South African agriculture is divided into three subsectors – animal products, field crops, and horticulture. Animal products accounted for 53% of total farm output last year, field crops were responsible for 22% and horticulture for 25%. In y-o-y terms, while nominal gross value of production for field crops dropped by 10%, that for animal products increased by 2% and that for horticulture rose by 10%.

The BFAP examined input costs, production volumes, and price fluctuations for all three subsectors. And it did the same within these subsectors (for example, for chicken and cattle, within animal products, and wheat and canola, within field crops).

Using data from the Department of Agriculture, Land Reform and Rural Development (DALRRD), the BFAP concluded that gross farm income declined, in real terms, by 3.05% last year. This would mean that the 12.2% decrease reported by Stats SA for the agricultural sector would have had to be the result of increased farm input costs, whether higher input prices or the consumption of greater amounts of these inputs. But the costs of key inputs such as fertilisers, feed and chemicals decreased “significantly” last year.

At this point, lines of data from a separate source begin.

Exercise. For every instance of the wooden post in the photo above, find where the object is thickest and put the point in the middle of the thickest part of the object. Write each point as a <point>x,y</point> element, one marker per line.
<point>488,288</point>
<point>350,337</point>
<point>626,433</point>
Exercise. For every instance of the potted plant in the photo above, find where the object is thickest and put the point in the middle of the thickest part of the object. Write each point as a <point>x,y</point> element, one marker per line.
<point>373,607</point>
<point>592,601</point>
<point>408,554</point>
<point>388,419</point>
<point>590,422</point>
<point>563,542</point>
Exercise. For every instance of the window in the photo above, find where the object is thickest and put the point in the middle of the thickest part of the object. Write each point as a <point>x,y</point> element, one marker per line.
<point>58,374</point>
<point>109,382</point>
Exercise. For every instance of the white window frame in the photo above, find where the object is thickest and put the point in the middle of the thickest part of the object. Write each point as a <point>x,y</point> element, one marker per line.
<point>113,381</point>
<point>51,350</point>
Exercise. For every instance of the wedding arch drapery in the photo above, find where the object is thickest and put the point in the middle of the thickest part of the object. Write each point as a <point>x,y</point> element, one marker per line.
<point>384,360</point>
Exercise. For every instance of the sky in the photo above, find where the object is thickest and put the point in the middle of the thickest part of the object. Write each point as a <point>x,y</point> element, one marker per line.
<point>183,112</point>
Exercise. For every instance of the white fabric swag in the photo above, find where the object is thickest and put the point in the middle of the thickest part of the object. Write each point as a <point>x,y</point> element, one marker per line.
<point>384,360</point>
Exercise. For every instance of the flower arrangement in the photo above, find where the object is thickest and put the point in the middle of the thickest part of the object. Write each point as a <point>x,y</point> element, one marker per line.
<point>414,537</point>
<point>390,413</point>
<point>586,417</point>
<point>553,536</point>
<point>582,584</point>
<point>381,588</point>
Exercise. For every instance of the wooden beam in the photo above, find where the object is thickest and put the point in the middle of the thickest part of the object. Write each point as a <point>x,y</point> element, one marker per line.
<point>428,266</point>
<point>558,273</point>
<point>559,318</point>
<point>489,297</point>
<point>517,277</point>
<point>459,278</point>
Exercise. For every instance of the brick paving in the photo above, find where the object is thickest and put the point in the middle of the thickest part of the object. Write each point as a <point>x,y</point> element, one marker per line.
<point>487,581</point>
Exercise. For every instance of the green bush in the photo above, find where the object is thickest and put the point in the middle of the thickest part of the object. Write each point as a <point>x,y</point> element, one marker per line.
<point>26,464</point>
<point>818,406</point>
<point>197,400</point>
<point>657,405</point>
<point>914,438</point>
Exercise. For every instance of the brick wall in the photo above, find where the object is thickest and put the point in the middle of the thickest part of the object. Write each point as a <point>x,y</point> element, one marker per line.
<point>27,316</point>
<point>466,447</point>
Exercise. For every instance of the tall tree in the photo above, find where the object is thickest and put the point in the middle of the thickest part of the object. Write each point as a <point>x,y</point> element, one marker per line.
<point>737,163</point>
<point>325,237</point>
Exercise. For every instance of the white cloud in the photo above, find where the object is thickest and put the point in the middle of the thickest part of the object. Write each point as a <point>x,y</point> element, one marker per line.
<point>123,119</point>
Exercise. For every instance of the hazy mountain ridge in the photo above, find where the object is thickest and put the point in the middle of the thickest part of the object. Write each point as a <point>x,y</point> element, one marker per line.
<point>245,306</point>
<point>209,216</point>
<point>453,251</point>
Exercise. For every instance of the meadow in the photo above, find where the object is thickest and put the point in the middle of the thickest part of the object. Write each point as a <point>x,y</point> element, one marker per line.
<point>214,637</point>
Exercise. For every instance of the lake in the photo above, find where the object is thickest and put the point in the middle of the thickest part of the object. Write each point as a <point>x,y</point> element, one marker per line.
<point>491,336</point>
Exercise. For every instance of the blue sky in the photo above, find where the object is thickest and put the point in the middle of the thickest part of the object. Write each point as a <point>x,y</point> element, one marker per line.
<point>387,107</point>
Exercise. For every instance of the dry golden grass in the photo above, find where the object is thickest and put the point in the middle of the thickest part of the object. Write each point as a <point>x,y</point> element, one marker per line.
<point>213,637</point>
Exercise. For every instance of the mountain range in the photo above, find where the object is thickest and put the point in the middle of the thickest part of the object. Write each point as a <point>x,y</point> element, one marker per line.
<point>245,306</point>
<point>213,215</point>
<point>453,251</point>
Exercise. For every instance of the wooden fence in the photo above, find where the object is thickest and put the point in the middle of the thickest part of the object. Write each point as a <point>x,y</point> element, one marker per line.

DALRRD data showed that farm input prices in general fell by some 3.6% in 2023.

This left increased use of inputs as the only source of the reported 12.2% fall in sectoral GDP. That implied that agriculture physically used 17% more inputs last year than in 2022. Animal feed purchases by farmers would have had to increase by 13.2%, but half the animal feed produced in the country goes to the poultry industry, which suffered from a severe outbreak of avian flu in 2023. Further, for the first 11 months of last year, total South African feed output volume declined 1%, y-o-y, according to the Animal Feed Manufacturers Association.

Likewise, Stats SA showed spending on fertiliser increasing by 22% last year, but DALRRD reported that fertiliser prices fell by 14.4%. To account for the spending increase, the volume of fertiliser used by famers would have had to increase by 42%, y-o-y.

“BFAP’s best estimate of the real agricultural GDP for 2023, using a manual adjustment of different input expenditure items in line with our own projections and information received from within the industry, is in the range of -2% to -5%, depending on which deflators are used to get from nominal to real values,” stated the report. “The evaluation of the agricultural GDP and the estimates of actual performance do not negate the fact that the sector experienced a difficult year, with abundant challenges along with declining prices in some sectors and reduced volumes in others. BFAP has noted its expectation of a contraction in 2023 since the first quarter, but correct quantification of the magnitude of the decline is critical, given that it informs budgeting and policy-planning.”